Govt presents Right to Info bill

 

The Goa government has presented the Right to Information bill in the ongoing Assembly session, which would be now thrown open for a public debate, before it is discussed in the House.

Being the second state in the country after Tamil Nadu, Goa government has also made a special provision of ten-member state council, comprising officials and non-officials, to promote the culture of openness and transparency and monitor the process of providing information .

"As series of court judgements have declared that right to know is a facet of the fundamental right of speech, Right to Information is indispensable for increasing and enforcing accountability", said information minister Domnick Fernandes, while presenting the bill.

The bill is however presented, going against the demand made by journalists and the NGOs that the policy recommendations be made public before the draft bill is prepared. But Fernandes is planning to invite suggestions from the public instead of referring the bill to the select committee.

Though seminars were organised by journalists and academicians to debate the kind of bill Goa needs, the government refused to disclose any details of the draft bill stating that 'it is secret'. It's intention was doubted since no information was provided even on the Right to Information bill.
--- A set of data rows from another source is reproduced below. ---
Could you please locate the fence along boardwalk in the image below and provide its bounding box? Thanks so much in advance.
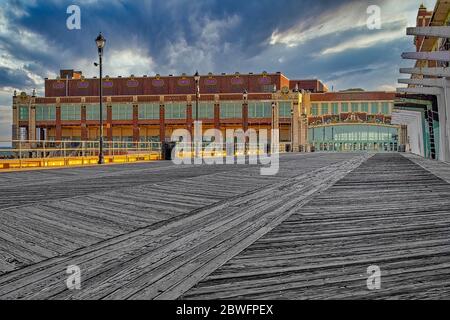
[0,154,364,299]
[0,154,450,299]
[183,154,450,299]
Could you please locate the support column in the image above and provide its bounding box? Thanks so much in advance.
[291,97,301,152]
[214,95,220,130]
[106,104,113,142]
[242,101,248,133]
[81,105,88,141]
[159,97,166,143]
[133,104,141,142]
[11,97,20,141]
[186,96,194,138]
[55,98,62,141]
[300,92,311,152]
[28,102,36,141]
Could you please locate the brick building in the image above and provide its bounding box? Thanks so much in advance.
[12,70,396,150]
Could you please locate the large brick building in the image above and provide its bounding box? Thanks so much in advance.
[12,70,397,150]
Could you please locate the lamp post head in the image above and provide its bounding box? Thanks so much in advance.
[242,90,248,101]
[194,71,200,83]
[95,32,106,53]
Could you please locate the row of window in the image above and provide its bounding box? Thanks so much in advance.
[311,102,391,116]
[308,125,398,143]
[19,101,391,121]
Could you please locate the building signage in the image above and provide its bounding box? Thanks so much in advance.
[152,79,164,88]
[103,81,114,88]
[231,76,244,86]
[178,79,191,87]
[205,78,217,86]
[127,80,139,88]
[53,82,66,89]
[77,81,89,89]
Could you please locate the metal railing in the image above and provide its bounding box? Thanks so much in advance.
[0,140,161,169]
[0,140,161,160]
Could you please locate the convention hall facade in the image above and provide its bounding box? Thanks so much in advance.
[12,70,402,151]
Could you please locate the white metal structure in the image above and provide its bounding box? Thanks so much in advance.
[397,26,450,161]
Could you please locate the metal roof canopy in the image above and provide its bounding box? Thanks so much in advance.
[400,67,450,78]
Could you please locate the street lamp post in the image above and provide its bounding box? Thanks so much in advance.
[270,84,279,154]
[194,71,201,158]
[242,90,250,154]
[291,83,300,152]
[95,32,106,164]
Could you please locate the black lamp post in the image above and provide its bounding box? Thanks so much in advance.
[242,90,249,154]
[95,32,106,164]
[194,71,200,158]
[270,84,279,153]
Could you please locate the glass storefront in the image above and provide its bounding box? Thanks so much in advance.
[308,124,398,152]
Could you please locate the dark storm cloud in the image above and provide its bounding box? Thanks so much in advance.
[0,67,34,88]
[0,0,422,92]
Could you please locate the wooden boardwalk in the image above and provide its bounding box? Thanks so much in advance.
[183,154,450,299]
[0,154,450,299]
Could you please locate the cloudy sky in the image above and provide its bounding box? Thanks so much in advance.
[0,0,435,140]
The minister however claims that the draft is being prepared after going through the Right to Information act of Tamil Nadu, as well as the model draft prepared by Justice P B Sawant, chairman of the Press Council of India and the H D Shourie committee recommendations.
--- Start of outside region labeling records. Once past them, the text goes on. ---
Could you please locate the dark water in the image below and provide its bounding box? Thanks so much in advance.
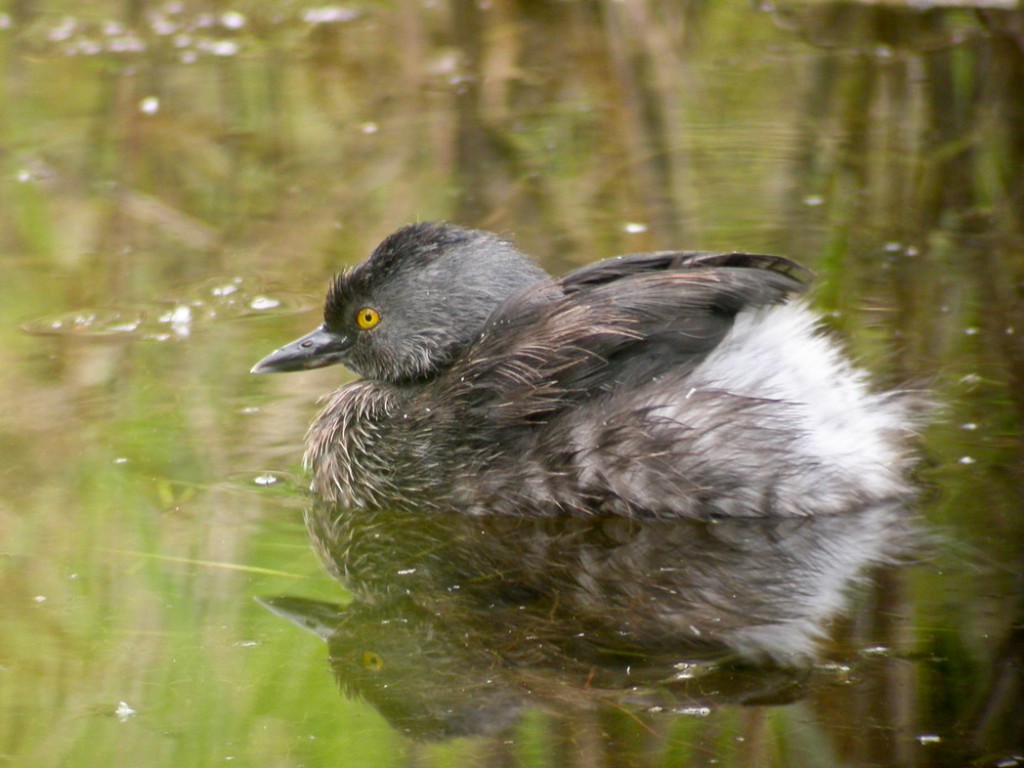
[0,0,1024,766]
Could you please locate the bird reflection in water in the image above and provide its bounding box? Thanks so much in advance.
[262,504,915,739]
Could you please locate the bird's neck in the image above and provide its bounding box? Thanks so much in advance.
[303,380,409,507]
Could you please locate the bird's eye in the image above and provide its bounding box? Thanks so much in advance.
[355,306,381,331]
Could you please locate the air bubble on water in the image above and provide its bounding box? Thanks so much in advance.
[249,296,281,311]
[114,701,138,723]
[220,10,246,30]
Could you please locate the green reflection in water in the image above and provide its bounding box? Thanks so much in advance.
[0,0,1024,766]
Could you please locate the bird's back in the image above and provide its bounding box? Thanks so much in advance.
[310,253,909,518]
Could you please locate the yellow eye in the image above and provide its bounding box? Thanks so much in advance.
[355,306,381,331]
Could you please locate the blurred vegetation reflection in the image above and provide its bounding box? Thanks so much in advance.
[0,0,1024,766]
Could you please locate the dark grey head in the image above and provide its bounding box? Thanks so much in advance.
[253,222,546,382]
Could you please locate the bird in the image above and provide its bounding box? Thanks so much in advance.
[252,221,916,520]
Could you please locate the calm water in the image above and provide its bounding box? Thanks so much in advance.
[0,0,1024,766]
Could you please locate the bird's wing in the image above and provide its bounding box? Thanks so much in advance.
[451,252,809,424]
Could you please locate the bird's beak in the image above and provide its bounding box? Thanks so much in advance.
[249,326,355,374]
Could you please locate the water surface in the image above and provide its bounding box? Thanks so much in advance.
[0,0,1024,766]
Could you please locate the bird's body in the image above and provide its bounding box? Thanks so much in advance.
[254,224,911,518]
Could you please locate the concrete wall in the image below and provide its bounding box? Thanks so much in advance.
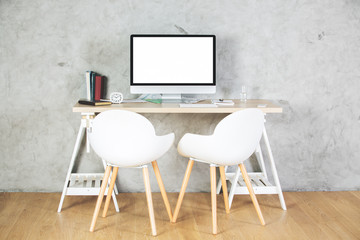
[0,0,360,191]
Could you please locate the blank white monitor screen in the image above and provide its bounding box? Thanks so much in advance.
[131,35,215,91]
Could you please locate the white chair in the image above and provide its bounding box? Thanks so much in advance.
[89,110,174,236]
[172,109,265,234]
At both the seminars, even top bureaucrats however had expressed their disapproval over the TN act, the only one existing in the country, stating that it primarily caters to how not to give information. "It's better not to have a bill instead", it was felt.
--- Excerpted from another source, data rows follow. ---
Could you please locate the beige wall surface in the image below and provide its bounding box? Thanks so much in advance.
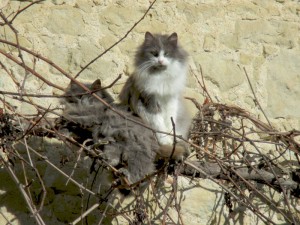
[0,0,300,224]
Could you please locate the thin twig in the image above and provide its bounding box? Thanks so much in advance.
[75,0,156,78]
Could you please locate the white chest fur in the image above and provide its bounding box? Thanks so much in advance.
[135,60,186,98]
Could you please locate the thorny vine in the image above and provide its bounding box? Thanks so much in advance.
[0,1,300,224]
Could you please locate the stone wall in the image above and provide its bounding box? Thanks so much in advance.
[0,0,300,224]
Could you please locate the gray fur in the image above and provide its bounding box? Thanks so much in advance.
[58,80,159,183]
[119,32,191,158]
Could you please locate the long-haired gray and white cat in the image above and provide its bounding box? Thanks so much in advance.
[119,32,191,159]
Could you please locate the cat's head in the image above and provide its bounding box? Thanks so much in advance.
[135,32,187,72]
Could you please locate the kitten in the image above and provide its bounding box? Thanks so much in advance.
[57,80,159,184]
[119,32,191,159]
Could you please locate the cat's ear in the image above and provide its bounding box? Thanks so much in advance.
[91,79,101,91]
[168,32,178,47]
[145,31,154,41]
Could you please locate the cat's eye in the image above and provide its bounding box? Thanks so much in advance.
[151,51,158,57]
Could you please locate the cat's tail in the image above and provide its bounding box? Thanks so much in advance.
[158,141,190,161]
Despite tall claims made by the information minister about transparency and openness to strengthen democracy, the Goa bill however contains several 'funny' provisions of the TN act, which authorises the state to withhold any information which will prejuducially affect "public order", without explaining what it means.

"The comprehensive bill has converted our needs into a right. But it needs further clarification on the vague exemptions mentioned in it as well as who would be the competent authority to furnish information", states Kashinath Jalmi, the state opposition leader.

Besides withholding information which may affect sovereignty and integrity of India, security of the state, international relations and trade and commercial secrets, the bill also provides to withhold any other information protected by law, which means that information could be withheld, quoting the Official Secrets Act and conduct rules for government servants.

The only good feature about the bill however is that the public would now have an access to any information which cannot be denied to the state legislature, within 30 working days from making a formal application.

The government however still remains sceptical about the competent authority to supply information, which would be notified 'later on'.

Not supplying or furnishing false information under this legislation is considered a cognizable offence, even with a fine upto Rs 5000 and Rs 50 per day for a delay after 30 days. The appellate authority is specified as the administrative tribunal.